Rosalind Nashashibi, Europa’s Bull, 2020, oil on canvas, 23 5/8 x 31 1/2".

Rosalind Nashashibi, Europa’s Bull, 2020, oil on canvas, 23 5/8 x 31 1/2".


Rosalind Nashashibi

GRIMM | Van Baerlestraat
Van Baerlestraat 80
October 17–November 21, 2020

Rosalind Nashashibi’s newest series of paintings grew out of a residency at London’s National Gallery. Given a year with an on-site studio and invited to engage directly with the institution’s holdings of more than 2,300 objects, she has responded with nuanced interpretations not of central motifs of famous paintings, but of their marginalia. Here, under-considered details from the collection are remixed into nine of Nashashibi’s own small and vivid oil works, each a snippet from history always rendered intimately in uncannily recognizable and sometimes startling scenes. At a time in which the encyclopedic museum model faces increasing pressure, the artist’s reformulations—of Renaissance works all the way to modernist canvases—channel ongoing efforts to rethink the meaning and value of canonicity.

Toward the back of the gallery, past evenly spaced paintings focusing on embellished garb and simple torsos, hangs Europa’s Bull, 2020, which shows the titular animal in a roughly contrived landscape. The ochre tones of the packed dirt and the white bull’s tan hide augment the festive colors of a small blue-flowered garland, cushioned in fresh green leaves, that wobbles under and over his meek horns. The painting’s ambiguous emotionality collects in the watery, bloodshot edges of the bull’s black-brown eyes. Tense lines strain a face whose contours are formed by thin layers of scraped paint.

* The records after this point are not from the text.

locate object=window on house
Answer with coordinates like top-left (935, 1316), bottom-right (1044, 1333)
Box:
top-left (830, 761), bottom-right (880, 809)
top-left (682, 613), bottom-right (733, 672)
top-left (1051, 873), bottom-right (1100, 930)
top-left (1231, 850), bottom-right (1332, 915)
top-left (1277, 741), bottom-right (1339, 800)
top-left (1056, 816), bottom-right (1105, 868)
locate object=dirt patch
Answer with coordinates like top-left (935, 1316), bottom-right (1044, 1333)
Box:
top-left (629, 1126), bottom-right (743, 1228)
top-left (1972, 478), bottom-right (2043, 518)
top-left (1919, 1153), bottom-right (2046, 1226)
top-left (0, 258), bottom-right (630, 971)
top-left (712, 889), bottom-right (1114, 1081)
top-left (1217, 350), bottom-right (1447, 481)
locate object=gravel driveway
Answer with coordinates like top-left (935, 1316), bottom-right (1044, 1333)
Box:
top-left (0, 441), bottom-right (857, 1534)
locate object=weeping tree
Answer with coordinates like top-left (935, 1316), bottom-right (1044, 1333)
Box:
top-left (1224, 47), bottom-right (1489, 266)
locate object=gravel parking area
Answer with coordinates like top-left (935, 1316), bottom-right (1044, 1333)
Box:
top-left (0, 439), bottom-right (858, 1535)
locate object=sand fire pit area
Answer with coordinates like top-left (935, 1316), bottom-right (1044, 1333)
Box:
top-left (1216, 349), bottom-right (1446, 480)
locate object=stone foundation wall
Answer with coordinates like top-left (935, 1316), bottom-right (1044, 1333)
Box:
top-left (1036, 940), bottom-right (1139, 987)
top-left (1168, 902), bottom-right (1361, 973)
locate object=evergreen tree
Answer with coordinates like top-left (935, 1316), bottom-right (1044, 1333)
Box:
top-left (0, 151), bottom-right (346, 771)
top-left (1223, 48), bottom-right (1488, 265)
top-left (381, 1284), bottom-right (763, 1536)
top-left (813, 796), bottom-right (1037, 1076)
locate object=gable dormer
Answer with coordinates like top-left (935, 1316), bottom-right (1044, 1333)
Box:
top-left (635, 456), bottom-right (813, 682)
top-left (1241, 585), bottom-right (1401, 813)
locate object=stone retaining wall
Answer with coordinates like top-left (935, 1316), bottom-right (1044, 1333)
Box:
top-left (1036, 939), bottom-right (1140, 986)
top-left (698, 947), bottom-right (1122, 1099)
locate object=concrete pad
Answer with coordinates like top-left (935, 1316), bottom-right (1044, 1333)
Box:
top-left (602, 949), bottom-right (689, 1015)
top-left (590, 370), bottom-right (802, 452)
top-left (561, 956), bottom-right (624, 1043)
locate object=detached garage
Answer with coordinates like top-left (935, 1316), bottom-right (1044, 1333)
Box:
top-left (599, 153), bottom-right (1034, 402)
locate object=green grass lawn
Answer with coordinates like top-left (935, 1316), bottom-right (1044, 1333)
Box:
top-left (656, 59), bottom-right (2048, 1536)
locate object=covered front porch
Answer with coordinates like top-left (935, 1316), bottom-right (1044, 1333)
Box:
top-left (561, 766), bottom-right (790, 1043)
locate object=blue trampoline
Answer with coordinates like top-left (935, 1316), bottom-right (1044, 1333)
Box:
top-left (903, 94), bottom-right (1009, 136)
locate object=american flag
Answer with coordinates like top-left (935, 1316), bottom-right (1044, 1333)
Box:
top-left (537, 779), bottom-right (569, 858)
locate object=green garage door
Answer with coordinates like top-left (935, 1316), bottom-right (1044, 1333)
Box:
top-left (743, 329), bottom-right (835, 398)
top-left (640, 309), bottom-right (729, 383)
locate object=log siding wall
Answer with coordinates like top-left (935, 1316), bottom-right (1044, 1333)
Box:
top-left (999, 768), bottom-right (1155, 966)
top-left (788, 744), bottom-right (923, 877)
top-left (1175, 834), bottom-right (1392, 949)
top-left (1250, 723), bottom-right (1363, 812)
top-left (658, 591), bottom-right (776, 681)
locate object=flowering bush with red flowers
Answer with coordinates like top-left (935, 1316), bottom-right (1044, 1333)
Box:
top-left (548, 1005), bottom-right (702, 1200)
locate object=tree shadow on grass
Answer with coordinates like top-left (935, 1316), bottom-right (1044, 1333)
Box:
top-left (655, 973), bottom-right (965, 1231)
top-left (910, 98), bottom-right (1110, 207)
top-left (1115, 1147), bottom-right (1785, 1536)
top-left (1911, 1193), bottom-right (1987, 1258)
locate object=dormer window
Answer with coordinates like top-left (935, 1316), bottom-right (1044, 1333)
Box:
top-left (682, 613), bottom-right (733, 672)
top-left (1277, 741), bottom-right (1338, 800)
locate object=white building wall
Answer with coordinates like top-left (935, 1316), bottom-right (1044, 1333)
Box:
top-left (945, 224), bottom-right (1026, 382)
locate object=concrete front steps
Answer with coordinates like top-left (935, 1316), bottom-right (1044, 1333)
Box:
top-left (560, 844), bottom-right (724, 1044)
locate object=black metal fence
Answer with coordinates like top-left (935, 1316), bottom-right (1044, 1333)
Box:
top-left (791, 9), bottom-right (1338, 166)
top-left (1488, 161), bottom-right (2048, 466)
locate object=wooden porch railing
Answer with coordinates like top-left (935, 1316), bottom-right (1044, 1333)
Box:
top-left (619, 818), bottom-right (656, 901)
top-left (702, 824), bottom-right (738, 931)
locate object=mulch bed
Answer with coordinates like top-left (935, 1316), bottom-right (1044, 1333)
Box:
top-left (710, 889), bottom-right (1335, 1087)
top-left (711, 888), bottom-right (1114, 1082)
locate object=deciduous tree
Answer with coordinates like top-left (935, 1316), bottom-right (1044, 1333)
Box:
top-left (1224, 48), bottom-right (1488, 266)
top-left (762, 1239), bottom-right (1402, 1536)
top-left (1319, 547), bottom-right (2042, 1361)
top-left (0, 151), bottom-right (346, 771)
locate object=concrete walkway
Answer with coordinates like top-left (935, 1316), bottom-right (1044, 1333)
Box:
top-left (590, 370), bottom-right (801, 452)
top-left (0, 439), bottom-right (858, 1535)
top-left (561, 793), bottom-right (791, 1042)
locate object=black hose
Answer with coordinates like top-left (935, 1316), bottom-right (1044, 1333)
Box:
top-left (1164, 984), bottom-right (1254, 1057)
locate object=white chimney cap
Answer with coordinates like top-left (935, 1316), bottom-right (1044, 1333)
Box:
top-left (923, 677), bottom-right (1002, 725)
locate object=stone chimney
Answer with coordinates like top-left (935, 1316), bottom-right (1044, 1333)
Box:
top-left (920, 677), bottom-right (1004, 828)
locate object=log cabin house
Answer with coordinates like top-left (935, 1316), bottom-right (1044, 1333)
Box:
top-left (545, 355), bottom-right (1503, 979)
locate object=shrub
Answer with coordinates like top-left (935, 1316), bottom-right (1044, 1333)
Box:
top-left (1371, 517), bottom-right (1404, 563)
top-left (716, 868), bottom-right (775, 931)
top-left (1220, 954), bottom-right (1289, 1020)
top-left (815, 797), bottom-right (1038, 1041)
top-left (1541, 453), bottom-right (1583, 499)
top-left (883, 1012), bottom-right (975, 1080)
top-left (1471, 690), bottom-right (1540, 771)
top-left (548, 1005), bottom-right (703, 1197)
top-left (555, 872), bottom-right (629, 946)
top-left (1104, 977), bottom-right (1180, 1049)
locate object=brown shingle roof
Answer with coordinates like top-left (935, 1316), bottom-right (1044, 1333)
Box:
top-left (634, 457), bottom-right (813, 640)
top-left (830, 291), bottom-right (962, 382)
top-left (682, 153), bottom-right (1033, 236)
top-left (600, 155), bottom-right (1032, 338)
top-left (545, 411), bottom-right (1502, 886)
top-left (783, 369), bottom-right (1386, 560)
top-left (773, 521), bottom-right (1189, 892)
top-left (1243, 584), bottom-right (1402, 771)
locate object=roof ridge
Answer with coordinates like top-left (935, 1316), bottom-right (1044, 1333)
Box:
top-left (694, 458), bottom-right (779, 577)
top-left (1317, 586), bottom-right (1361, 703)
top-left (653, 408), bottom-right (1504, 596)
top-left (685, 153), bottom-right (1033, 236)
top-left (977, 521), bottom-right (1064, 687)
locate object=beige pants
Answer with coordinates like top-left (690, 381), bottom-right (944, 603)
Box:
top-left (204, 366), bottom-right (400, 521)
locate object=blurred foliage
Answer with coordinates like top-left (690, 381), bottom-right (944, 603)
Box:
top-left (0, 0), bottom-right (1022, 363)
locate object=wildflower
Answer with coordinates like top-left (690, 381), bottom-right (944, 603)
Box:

The bull references various paintings titled The Rape of Europa; Paolo Veronese’s hangs in the National Gallery, but the bull painted by Nashashibi is directly connected to Titian’s better-known version from 1560–1562. The animal is a symbol of brute force and virility as well as the guise that Zeus would take for his abduction of the nymph named Europa. Yet the emotive creature defies this invented symbolism, and the exhibition as a whole critiques the allegorical European tradition as a claim of domination over the natural world, in turn using painting as a method to imbue old representations with new life.